Nobody is doing that. I interpret what I see differently - in the light of some related experience.
Who is doing that? Apart from you?
If you want to buy a bridge I'm sure you'll find someone to sell it to you.
Why does he have to be lying? He could simply be mistaken. Talking about melting steel using aviation fuel, for instance, is not reasonable in the light of the knowledge that the buildings would have failed long before that. Also talking about cut ends, when straight (uncut) ends resulted from snapped fixings.
By using their ears. By watching the buildings progressively sagging before their failures.
The strongest part of the building was at its base. It didn't fail there. In fact the base was almost the last to fail.
An intense fire burnt
around them for an hour before the central columns failed. They failed when they were forced to receive the load released by the failing exterior columns.
Well, no. A building is a collection of such bodies which becomes a mechanism when it collapses.
Not in the case of buckling collapse there isn't. (Read it up). All the buildings buckled.
You see the top disappearing
behind, not
into, dust.
On the contrary. Buckling initiates itself very smoothly indeed. You will never see a jolt.
Another important point about buckling is that it involves an initial sideways motion which
ensures misalignment. This misalignment
destroys every relevant truther argument ever made by Szamboti
et al.
All your assertions have been a step too far, because your understanding of what you saw is limited.
A steel construction may be strong enough to hold itself up, yet be too unstable to remain there. The statement you disagree with so emphatically is absolutely true.

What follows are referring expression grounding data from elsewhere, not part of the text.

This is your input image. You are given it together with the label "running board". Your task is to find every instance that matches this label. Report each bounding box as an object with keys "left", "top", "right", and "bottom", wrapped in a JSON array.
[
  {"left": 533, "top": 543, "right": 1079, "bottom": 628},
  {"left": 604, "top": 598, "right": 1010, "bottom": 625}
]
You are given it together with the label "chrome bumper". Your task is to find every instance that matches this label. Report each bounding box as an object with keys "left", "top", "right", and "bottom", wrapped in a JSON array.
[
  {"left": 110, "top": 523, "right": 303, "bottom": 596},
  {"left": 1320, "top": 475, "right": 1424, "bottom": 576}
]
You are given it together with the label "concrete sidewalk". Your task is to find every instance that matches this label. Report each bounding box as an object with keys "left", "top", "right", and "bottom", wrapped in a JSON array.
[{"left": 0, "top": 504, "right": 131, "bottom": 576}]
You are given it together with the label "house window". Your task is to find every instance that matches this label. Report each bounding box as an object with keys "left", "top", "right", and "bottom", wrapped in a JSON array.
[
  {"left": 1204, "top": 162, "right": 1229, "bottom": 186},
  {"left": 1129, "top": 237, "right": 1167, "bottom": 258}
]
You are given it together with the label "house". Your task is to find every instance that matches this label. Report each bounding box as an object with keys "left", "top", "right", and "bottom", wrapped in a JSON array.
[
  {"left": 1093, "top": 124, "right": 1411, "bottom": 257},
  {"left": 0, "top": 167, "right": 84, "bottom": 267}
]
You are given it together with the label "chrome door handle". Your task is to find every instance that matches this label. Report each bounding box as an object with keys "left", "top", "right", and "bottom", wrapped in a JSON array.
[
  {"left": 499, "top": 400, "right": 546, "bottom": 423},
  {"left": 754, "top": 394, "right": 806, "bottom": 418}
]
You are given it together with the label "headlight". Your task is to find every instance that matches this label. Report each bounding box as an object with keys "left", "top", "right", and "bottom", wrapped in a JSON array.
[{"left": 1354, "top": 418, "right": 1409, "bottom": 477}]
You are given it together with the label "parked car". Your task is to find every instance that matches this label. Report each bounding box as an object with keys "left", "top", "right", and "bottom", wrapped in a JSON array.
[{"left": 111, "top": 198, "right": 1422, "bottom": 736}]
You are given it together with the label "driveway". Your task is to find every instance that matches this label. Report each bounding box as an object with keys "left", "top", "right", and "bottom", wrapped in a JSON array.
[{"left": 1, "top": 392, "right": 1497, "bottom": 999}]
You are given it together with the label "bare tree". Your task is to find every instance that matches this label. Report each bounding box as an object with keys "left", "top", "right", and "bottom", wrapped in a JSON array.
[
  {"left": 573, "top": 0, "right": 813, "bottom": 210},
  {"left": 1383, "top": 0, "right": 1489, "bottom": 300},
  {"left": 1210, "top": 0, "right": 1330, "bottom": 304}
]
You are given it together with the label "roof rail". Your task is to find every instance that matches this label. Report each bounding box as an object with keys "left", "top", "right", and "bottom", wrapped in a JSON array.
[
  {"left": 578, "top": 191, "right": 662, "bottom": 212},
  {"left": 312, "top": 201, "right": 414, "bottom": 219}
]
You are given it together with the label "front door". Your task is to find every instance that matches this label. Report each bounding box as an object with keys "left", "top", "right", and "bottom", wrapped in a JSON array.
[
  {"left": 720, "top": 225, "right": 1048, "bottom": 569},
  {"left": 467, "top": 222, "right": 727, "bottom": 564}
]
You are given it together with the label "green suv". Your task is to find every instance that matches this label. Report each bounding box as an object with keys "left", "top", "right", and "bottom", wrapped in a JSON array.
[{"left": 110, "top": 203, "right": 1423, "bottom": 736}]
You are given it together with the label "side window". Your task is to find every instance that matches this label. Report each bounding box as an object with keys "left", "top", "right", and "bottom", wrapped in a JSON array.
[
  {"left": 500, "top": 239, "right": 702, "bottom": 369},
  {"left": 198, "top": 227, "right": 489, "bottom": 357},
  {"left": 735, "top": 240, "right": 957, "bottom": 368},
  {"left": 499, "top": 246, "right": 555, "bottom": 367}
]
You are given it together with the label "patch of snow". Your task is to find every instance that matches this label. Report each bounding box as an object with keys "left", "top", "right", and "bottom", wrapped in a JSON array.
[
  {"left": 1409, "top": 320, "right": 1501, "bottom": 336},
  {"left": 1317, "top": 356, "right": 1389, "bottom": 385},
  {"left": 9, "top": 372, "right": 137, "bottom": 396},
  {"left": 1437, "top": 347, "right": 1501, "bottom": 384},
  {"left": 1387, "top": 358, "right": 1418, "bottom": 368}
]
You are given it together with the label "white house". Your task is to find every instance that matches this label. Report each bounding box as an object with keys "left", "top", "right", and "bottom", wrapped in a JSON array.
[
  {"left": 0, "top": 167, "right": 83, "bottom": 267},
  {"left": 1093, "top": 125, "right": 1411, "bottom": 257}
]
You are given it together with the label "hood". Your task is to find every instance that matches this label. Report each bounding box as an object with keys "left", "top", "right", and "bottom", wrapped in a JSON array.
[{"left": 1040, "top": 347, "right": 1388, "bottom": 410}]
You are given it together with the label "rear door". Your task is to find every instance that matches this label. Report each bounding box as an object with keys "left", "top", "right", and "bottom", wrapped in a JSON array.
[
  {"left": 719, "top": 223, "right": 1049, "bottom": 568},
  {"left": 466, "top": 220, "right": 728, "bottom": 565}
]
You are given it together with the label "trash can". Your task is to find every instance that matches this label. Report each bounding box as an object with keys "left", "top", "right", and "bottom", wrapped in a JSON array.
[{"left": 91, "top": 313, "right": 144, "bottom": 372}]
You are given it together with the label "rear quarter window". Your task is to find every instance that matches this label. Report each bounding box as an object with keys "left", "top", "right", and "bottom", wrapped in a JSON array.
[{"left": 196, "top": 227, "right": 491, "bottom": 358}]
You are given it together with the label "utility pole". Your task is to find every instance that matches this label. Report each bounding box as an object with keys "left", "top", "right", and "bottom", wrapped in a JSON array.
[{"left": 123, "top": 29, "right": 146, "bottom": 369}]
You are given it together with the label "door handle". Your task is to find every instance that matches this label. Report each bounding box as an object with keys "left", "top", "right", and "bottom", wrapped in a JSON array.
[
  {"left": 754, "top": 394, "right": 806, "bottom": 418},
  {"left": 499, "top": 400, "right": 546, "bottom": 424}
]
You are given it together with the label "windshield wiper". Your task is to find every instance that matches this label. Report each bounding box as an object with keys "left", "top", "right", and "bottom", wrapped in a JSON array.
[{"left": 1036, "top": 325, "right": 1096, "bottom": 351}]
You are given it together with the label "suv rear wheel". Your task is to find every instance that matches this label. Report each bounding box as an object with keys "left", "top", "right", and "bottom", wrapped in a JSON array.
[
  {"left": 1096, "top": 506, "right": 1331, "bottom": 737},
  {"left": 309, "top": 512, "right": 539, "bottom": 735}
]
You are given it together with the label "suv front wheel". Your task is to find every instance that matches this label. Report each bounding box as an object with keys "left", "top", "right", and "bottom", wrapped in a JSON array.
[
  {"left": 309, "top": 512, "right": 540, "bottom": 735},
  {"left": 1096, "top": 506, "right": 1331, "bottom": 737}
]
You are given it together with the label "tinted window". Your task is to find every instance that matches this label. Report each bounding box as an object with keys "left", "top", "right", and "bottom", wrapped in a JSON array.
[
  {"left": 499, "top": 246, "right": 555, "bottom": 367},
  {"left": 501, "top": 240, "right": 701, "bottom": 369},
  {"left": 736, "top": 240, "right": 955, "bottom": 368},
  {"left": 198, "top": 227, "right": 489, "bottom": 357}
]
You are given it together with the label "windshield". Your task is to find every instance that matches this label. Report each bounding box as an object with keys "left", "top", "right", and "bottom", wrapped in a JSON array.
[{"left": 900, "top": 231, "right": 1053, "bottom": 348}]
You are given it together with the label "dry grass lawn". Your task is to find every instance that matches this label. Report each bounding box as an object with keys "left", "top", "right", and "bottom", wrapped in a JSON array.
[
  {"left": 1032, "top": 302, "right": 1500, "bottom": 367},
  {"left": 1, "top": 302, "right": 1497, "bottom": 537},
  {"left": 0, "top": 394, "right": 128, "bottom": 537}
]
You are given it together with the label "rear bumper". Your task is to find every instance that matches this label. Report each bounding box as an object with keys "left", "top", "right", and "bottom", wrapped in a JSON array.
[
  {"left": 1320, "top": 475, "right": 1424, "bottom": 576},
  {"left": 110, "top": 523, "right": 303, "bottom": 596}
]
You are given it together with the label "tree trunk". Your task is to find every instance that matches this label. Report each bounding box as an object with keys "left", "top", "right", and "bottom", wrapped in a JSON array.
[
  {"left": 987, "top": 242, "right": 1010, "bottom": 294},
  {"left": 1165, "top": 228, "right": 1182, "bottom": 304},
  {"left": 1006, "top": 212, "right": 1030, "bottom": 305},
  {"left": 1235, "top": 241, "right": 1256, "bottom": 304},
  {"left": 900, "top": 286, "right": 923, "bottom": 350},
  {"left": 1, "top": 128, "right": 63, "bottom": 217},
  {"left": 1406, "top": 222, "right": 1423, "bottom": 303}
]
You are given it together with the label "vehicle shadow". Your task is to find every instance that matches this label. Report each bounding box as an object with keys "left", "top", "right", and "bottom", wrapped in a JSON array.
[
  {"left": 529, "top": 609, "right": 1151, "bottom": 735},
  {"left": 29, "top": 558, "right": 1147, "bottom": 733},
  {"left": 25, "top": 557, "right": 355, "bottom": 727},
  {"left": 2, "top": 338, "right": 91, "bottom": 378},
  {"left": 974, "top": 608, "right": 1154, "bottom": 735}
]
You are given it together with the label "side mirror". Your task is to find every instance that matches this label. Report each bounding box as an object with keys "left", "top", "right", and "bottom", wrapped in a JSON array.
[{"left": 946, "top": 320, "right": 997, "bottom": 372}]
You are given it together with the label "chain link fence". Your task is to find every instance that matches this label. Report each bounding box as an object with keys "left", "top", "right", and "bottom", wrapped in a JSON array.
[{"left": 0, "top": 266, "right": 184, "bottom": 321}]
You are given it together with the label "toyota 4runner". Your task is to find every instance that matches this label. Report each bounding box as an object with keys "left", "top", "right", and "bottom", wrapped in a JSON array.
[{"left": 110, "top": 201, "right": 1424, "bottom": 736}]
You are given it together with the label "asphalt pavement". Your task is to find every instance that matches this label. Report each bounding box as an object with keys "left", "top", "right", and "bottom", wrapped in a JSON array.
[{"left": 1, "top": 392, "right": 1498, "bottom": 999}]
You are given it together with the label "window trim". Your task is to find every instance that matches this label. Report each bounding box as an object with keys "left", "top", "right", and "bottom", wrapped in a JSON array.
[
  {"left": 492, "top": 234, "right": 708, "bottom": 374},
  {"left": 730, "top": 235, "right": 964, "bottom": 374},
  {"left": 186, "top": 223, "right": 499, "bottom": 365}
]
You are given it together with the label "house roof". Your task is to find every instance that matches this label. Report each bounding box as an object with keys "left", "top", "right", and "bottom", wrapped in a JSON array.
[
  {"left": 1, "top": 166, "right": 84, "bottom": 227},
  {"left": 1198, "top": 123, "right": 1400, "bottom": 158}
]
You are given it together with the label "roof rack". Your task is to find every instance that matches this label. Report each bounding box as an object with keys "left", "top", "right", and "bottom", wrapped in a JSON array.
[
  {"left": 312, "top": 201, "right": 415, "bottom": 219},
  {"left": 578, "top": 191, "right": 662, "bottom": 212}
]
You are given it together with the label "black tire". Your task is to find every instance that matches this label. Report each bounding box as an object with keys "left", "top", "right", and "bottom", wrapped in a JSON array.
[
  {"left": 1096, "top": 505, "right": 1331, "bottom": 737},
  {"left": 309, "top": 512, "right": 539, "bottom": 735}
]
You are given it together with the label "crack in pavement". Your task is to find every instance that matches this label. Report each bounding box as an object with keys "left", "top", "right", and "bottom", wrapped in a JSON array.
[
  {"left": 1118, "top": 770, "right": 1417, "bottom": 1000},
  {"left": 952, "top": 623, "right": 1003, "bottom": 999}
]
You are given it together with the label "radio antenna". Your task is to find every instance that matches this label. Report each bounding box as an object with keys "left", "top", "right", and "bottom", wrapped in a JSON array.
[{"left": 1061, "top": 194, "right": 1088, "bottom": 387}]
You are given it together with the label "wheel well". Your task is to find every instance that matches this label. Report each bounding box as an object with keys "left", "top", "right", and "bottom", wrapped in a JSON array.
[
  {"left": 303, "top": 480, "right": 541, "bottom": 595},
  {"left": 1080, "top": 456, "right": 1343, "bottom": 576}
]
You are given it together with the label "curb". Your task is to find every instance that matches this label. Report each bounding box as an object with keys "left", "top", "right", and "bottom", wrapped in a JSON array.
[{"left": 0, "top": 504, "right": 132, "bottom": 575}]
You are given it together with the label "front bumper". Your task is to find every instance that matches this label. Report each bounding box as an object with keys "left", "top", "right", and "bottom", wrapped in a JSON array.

The argument made is completely circular one. If you use ENERGY terms you can get somewhere:
- The energy released during the collapse process was a proportion of the potential energy of the building, which was created while lifting the material to its final position above ground zero.
- As the buildings fell at 2/3G then 1/3 of the PE (equivalent to 32 tons of TNT) became available to pulverize concrete, and grind, tear, and bend steel.
- Most of the remainder of that energy (the other 2/3) ended up as heat at ground zero. This was an amount capable of raising hundreds of tons of steel to melt temperature.